つまり、奈良時代から平安時代の人々は、我々が『広辞苑』などの辞書を使うと同じように『玉篇』を使っていたのである。

少し、飛んで、69頁には、「文は『文選』」とあります。

さて、梁の時代に作られた『玉篇』『千字文』の両書が我が国に漢字を教える重要な書物であるとしたら、『論語』は、孔子という聖人が人のあり方を教えるものとして我が国に伝わった。 そして『千字文』や『玉篇』が言葉を教え、『論語』が人倫の理想を伝えるとするなら、それを利用して思いを伝える文学の書物も、梁には作られた。 梁の武帝の長子であった昭明太子、名を蕭統《しょうとう》(五〇一~五三一)が編纂した『文選《もんぜん》』である。

ーーー 途中省略 ーーー

そして、我が国では平城宮跡、秋田市秋田城跡などから『文選』を写した八世紀頃の木簡が発見されている。また、『日本書紀』や『万葉集』には『文選』を利用して書かれた部分が相当あり、平安時代には『枕草子』に「文は『文選』」と訳され、文学の教養を身につけるための書物として重要な役割を果たしていたことが知られるのである。

梁の影響の大きいことが述べられています。いろんな文物を朝鮮半島経由と考えて良いのかと感じます。

また、このあとの70頁には、「皇帝菩薩」と呼ばれた武帝として

以上のように後世に大きな影響を与えた書物を作った梁は、中国の南方(現在の上海から南京)の肥沃な大地を背景に発達した国であった。 『三国志』で知られる中国三国時代に、孫権が長江流域に建てた国は「呉(二二二~二八〇)」と称され、都は現在の南京に当たる建業であったが、梁は、ほぼこの「呉」の国をそのまま版図にした国である。 中国西北の長安を中心とした「漢」に対して、この地方は「呉」と呼ばれ、方言も、それぞれ「漢音」「呉音」と異なっていた。

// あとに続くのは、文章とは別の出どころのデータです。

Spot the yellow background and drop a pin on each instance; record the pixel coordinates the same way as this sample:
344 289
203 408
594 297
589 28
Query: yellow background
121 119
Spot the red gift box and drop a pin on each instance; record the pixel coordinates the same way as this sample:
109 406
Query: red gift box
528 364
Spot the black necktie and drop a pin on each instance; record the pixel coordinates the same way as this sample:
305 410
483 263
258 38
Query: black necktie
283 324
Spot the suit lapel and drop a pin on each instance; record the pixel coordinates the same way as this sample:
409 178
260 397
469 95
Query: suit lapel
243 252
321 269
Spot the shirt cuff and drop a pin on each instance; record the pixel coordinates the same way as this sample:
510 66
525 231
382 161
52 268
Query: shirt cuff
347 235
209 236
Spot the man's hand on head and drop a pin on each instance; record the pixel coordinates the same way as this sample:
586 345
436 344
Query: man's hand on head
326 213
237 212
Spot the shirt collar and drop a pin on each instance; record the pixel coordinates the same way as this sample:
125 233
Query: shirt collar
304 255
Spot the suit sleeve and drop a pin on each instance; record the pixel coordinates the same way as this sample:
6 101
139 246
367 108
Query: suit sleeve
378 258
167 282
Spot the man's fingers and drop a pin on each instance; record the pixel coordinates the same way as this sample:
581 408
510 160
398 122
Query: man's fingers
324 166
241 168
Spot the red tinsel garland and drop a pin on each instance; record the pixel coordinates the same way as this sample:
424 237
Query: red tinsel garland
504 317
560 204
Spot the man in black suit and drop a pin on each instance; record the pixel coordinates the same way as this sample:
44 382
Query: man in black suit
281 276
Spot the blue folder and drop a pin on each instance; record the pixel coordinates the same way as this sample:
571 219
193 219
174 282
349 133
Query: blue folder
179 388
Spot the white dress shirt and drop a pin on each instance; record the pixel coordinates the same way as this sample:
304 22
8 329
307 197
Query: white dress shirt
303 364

ーーー 以下省略 ーーー

仏教の発展に寄与したのが武帝とのことです。

梁の武帝は、仏教を信仰して中央集権化による国家体制を確立することに努めた聖徳太子にも大きな影響を与えているのである。

と書いてます。理想の人物として『日本書紀』にモデルとして取り入れられたということだと思います。

武帝の時代は、ウィキペディアでは(502年5月1日 - 549年6月12日)となっていて、時代的にもあってきます。